Survival patterns are patterns that we have learned and developed in childhood as a means to get our needs met. They can and do take many different forms.
For instance, perfectionism is a survival pattern.
The need to control is a survival pattern.
The need to be liked is a survival pattern.
These patterns shape our behaviour and the way we navigate our life as adults. They are the gnarly, murky parts of ourselves that are hard to look in the eye because they don’t represent the best of us.
In our Q&A session this week, we had an interesting discussion around control. What if control, it was asked, has been our friend? What if it’s the way that we made our way through? How do we know if it’s the “good” type of control or the type of control that is getting in our way, stopping us moving forward and keeping us stuck in one spot?
My answer was this:
It’s important to differentiate between what control looks like and what consistent decision making and action taking looks like.
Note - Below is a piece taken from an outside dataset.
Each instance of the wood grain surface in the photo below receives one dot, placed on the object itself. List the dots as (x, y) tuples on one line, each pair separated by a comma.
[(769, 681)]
If I am looking to control something, what I’m essentially saying is:
“The decisions and actions I’m making now are motivated by the desire to control my reactions and experiences in the future”
In other words, I shape what I do now (or don’t do now) as a means to avoid something negative that I perceive may happen (or as a means to “force” something I want to happen). I’m not motivated by present moment reality but by future expectation.
I can, of course, make decisions and take actions that sit outside the paradigm of control.
In this way, we are saying:
“I’m observing something in my present experience (that I may wish to change) and I’m making a decision and taking an action towards something different based on that knowledge.”
Here, I hold a possibility of something more, but I’m not basing my actions on any attempts to control the future.
We seek to control because the truth of where we are or what we are being shown is not always easy. It’s not always roses and butterflies.
But there’s something beautiful about claiming where you currently stand, however messy that may feel. In that space, you can hold positive possibility for the future without seeking to control it. They are two different things.
It’s an exercise in self-trust. And at the end of the day, trusting that we can and will handle whatever comes our way is the only true control we really have.